Dr Watson, the narrator and observer in these short stories, accompanies Sherlock Holmes as he solves puzzles and crimes that the police have difficulty resolving. The importance of the case varies in each story and very occasionally Holmes is outwitted but it is fun to try and follow the clues, obvious and not so obvious, and work out the solution.

There are twenty-four stories in this compilation all, of course, set in Victorian England. Times may have changed but it was good to become immersed again in the world of Sherlock Holmes and Dr Watson. Looking at the range of films and television series based on Sherlock Holmes and the number of Sherlock Holmes inspired mystery series books, the writings of Conan Doyle and his two main characters continue to be relevant in the 2020s.

Friday, March 19, 2021

The Sign of the Four

The Sign of the Four, a Sherlock Homes book by Arthur Conan Doyle, is one of the books featured in the Future Learn Classic Detective Fiction course prepared by the University of Newcastle (NSW). I read this book as an ebook borrowed via my local library. The Sign of the Four is also available on Project Gutenberg.

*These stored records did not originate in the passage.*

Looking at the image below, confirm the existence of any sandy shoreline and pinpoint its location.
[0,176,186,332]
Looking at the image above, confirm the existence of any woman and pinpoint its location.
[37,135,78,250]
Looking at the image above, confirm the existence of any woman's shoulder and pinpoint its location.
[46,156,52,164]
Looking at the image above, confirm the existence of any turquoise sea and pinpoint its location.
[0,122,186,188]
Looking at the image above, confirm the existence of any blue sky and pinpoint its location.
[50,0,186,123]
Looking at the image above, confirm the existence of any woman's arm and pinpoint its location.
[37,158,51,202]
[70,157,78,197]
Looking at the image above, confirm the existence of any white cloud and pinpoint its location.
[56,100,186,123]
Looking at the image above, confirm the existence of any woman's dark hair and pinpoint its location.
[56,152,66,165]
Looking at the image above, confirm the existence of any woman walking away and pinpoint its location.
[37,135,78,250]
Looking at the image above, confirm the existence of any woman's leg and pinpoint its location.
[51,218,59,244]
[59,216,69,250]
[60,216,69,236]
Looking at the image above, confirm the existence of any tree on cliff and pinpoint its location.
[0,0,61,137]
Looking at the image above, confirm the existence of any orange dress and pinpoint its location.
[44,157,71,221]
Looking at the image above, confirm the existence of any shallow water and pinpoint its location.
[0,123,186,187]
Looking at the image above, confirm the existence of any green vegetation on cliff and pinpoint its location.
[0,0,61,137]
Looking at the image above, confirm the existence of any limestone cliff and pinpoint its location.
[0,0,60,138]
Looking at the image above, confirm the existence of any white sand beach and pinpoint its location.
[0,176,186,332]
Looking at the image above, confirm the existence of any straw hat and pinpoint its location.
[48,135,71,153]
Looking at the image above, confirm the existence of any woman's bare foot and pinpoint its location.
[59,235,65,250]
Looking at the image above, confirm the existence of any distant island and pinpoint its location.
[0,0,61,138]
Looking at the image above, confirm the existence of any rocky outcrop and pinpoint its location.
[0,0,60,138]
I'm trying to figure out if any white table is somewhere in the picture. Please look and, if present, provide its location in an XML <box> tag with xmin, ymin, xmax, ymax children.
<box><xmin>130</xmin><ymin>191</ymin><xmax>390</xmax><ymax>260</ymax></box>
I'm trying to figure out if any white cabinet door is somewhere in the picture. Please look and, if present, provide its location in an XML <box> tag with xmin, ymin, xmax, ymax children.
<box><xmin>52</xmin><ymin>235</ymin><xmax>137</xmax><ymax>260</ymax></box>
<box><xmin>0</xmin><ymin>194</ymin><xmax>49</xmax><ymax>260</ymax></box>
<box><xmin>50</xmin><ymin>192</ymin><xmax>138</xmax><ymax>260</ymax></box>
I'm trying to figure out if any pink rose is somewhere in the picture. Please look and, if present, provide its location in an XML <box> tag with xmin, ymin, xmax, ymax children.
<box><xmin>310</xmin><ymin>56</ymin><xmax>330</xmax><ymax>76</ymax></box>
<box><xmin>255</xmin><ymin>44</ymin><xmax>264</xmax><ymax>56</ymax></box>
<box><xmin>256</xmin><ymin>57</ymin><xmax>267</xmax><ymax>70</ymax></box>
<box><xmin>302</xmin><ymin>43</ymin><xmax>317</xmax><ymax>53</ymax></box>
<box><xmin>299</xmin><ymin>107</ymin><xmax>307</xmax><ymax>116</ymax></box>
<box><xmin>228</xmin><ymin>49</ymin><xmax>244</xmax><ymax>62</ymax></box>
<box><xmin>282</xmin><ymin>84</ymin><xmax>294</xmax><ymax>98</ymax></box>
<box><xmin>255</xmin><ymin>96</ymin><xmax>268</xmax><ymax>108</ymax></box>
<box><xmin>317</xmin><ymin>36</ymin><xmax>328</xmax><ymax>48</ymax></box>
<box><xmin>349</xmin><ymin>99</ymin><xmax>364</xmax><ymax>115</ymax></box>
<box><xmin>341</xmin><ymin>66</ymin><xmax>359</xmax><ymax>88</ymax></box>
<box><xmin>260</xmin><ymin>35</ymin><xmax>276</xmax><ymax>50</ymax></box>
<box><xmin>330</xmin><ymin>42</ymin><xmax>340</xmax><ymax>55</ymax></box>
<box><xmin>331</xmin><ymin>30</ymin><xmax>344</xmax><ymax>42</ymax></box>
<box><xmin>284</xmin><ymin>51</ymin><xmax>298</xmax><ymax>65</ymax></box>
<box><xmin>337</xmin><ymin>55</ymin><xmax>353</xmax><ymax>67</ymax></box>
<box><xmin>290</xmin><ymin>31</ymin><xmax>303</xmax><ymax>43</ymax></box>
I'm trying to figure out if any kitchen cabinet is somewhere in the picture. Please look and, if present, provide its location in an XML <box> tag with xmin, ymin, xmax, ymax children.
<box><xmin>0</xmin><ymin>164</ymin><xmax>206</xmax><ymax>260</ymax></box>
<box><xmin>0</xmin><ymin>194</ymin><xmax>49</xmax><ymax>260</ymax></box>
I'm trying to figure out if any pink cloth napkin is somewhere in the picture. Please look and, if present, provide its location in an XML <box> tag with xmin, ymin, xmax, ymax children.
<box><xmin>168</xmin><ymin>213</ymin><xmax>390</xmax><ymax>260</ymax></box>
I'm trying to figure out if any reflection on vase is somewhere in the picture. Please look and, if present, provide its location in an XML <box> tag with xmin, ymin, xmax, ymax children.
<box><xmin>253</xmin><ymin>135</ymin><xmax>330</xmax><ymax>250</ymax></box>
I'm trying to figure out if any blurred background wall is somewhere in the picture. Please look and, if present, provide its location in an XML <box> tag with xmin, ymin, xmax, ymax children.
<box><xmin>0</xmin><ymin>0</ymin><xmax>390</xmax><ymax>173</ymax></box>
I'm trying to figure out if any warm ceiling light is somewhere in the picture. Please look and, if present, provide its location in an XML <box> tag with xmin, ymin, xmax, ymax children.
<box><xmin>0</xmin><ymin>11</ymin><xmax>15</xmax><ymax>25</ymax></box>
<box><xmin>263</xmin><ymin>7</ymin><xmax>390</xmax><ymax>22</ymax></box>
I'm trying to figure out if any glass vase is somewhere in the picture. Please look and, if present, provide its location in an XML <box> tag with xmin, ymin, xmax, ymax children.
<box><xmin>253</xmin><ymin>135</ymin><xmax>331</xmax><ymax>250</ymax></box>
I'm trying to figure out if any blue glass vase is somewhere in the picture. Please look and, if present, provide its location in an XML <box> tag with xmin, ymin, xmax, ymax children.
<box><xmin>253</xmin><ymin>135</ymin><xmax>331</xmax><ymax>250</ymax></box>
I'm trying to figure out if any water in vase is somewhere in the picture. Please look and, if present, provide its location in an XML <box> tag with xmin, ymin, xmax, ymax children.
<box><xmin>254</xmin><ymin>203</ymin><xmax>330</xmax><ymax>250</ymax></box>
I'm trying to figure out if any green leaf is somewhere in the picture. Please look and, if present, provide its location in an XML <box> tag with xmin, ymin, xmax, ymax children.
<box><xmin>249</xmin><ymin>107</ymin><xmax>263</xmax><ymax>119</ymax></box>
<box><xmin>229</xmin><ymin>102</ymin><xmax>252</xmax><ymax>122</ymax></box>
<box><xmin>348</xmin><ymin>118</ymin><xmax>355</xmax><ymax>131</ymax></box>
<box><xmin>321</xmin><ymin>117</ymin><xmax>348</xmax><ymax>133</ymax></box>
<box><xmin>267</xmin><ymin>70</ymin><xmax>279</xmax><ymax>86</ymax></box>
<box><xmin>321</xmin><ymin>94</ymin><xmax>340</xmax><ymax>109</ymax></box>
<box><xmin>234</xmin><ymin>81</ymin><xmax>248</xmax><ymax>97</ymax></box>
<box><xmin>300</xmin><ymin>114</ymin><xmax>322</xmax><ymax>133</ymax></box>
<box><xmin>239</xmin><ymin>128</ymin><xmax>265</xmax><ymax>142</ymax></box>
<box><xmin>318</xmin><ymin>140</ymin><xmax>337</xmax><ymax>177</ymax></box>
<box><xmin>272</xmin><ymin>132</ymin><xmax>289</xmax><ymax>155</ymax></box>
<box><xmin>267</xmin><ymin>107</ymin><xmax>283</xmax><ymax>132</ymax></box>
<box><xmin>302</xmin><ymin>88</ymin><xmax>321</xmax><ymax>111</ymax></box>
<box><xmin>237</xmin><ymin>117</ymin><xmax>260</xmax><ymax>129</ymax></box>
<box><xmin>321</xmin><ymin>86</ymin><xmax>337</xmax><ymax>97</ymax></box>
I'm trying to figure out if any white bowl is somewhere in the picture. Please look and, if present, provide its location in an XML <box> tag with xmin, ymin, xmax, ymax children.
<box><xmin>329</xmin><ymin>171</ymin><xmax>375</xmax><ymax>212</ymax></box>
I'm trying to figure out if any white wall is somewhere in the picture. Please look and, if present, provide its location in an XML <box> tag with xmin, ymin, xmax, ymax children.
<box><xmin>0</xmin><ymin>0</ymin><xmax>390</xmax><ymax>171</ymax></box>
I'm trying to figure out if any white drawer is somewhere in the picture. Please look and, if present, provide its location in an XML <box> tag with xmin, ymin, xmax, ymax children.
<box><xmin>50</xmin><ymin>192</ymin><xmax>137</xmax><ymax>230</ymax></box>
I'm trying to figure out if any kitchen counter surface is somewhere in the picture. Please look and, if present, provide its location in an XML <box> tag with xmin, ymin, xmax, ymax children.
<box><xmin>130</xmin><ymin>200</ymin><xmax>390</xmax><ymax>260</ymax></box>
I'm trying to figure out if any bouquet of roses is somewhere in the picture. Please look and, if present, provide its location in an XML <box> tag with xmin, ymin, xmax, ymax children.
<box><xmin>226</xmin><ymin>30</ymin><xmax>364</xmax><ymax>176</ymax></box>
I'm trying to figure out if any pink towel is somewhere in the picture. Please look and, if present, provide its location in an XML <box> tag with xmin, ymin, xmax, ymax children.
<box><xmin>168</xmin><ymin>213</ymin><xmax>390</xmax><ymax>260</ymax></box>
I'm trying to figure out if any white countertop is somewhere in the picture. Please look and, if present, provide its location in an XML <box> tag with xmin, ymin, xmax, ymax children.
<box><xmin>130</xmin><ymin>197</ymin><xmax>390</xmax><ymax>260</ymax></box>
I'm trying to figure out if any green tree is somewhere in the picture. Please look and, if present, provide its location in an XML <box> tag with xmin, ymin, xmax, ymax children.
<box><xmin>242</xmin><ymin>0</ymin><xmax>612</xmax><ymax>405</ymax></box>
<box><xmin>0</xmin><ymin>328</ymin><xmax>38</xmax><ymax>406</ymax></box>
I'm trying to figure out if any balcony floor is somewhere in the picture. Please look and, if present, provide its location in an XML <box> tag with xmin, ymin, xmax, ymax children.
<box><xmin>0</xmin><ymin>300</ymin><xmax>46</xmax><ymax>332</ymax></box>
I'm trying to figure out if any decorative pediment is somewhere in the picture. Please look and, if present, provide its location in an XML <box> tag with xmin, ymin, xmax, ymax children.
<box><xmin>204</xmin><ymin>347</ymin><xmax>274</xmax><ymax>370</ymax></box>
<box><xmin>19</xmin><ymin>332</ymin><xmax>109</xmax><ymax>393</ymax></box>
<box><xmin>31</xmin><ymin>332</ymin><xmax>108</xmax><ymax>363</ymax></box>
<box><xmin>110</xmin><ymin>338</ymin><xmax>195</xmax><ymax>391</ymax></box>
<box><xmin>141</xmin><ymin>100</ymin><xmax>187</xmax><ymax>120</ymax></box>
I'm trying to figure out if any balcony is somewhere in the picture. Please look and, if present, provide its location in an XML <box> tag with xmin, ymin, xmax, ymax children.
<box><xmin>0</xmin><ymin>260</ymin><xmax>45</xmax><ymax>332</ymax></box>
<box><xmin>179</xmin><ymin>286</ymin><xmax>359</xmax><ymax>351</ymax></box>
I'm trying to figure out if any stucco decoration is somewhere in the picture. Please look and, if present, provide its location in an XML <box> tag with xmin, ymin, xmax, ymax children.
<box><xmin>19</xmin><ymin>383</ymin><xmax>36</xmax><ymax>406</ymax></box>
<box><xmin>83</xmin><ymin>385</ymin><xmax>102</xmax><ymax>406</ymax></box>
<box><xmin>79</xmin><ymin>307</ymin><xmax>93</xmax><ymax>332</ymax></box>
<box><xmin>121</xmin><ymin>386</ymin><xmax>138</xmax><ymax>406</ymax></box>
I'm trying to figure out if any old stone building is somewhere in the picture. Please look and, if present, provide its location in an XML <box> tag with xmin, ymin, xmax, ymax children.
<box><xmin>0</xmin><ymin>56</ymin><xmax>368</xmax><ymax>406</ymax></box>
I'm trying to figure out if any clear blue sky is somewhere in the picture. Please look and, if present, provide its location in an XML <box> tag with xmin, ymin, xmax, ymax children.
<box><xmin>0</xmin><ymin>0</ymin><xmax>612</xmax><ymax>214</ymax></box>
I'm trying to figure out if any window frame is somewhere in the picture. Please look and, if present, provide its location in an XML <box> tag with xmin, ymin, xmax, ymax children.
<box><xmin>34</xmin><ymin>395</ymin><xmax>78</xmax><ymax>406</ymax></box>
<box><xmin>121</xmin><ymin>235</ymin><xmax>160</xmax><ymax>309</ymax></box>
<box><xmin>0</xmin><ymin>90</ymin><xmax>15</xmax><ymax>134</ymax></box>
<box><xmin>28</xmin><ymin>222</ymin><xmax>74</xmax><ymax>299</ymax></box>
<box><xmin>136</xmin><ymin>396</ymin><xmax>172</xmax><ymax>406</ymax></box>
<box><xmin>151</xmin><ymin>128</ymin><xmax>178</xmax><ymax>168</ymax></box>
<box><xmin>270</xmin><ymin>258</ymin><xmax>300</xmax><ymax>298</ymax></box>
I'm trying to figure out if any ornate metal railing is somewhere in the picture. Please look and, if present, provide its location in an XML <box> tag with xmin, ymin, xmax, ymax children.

The Sign of the Four (1890) is the second novel written by Arthur Conan Doyle featuring Sherlock Holmes and Dr Watson. The author wrote four books and fifty-six short stories featuring these characters and the various crimes they investigated.

When we meet Sherlock Holmes he is bored and in the process of taking cocaine. Fortunately Mary Morstan unnexpectedy arrives with a mystery for him to solve. Ten years previously her father returned from India and disappeared. Once a year since 1892 she has received a pearl in the mail from an anonymous sender. Now she has received a letter asking her to meet an unknown person that evening and Mary requests Holmes and Dr Watson to accompany her.

Thus begins a tale of murder, rebellion and missing treasure as Watson tells the tale of how Holmes solves a case that baffles the police. Class differences and attitudes to race are portrayed in this tale set in India and 1880s London. There is also a chase in a police boat on the Thames as attempts are made to capture the murderer and retrieve the treasure box after Holmes and Watson use Toby, a dog, to track the suspected culprits. The background to the crime is finally revealed in the final chapter.

The Sign of the Four was made into a film in 1932 and a movie for television in 1983 and again in 1987 and 2001.